Tanıtımın en iyisi de anahtar vererek yapılır.. "Bin, dolaş, bak" derler.. Dünyanın en büyük, en ciddi, en önemli gazetelerinin en önemli yazarları arabayı böyle tanır ve yazarlar.
Ferrari bunların başında. Bir defasında yeni modeli Monaco'da tanıtma kararı vermişlerdi.
Fatih, ben, bir kaç yazar daha Türkiye'den, bir yığın da dünyanın dört bir ucundan.
O ünü Grand Otel'de ağırlanıyoruz. Nice'ten helikoperle aldılar. Otele yerleştik.
Aşağı davet ettiler. İndik.
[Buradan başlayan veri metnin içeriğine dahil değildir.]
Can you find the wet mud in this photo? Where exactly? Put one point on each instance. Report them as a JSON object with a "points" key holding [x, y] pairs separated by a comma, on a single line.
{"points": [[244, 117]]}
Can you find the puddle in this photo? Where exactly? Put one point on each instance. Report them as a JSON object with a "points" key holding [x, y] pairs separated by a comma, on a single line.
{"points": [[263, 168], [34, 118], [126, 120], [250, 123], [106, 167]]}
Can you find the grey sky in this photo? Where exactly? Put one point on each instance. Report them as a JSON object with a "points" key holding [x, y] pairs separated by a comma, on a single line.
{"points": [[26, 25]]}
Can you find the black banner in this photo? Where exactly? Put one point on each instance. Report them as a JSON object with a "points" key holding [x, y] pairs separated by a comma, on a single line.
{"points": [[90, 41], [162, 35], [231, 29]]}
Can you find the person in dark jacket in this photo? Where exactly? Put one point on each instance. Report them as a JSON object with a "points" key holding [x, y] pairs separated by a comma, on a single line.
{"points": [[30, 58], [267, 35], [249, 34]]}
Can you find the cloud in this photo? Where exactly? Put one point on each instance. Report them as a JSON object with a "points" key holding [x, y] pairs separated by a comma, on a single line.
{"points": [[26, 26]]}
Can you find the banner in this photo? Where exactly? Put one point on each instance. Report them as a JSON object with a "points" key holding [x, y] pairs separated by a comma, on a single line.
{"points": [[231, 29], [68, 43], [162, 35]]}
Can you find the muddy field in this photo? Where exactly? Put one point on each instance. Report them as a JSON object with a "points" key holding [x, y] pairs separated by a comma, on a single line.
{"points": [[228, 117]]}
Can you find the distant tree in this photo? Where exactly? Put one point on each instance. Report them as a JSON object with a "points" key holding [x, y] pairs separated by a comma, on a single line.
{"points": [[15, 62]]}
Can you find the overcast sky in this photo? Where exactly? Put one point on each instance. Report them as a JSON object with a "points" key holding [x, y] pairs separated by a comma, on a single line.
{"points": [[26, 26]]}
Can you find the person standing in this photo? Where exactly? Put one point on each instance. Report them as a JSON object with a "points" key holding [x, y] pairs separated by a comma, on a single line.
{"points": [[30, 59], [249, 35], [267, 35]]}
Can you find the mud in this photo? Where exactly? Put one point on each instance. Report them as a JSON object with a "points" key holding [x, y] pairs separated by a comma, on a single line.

Otelin önünde yan yana, rengarenk 20'ye yakın Ferrari.
Yüzlerce insan etrafına toplanmış..
Merakla bakıyorlar..
Ferrariciler hepimize birer anahtar dağıttılar.. "Buyrun, binin gezin" diye..
Bre aman.. Monte Carlo yarışlarından bilirim, o daracık, bol virajlı yolları.. "Yok" dedim.. "Ben kullanmam.."
Biri atıldı.. "Ben senin arabanı sürerim Hıncal Ağbi" diye.. Baktım Volkan Işık, bizim ülkenin en hızlı, en deli ralli sürücüsü.. "Popo terlemesi" denen şey nedir, o gün yaşadım..
Ferrari, bu defa İstanbul'da vermiş Fatih'e yeni modeli, denesin, yazsın diye..
Bir fotoğraflar magazin sayfalarında, Bir iğnelemeler, çamurlar.. Fatih'in Ferrarisi" diye..
Yahu ayıp.. Bir defa işin doğrusunu öğren.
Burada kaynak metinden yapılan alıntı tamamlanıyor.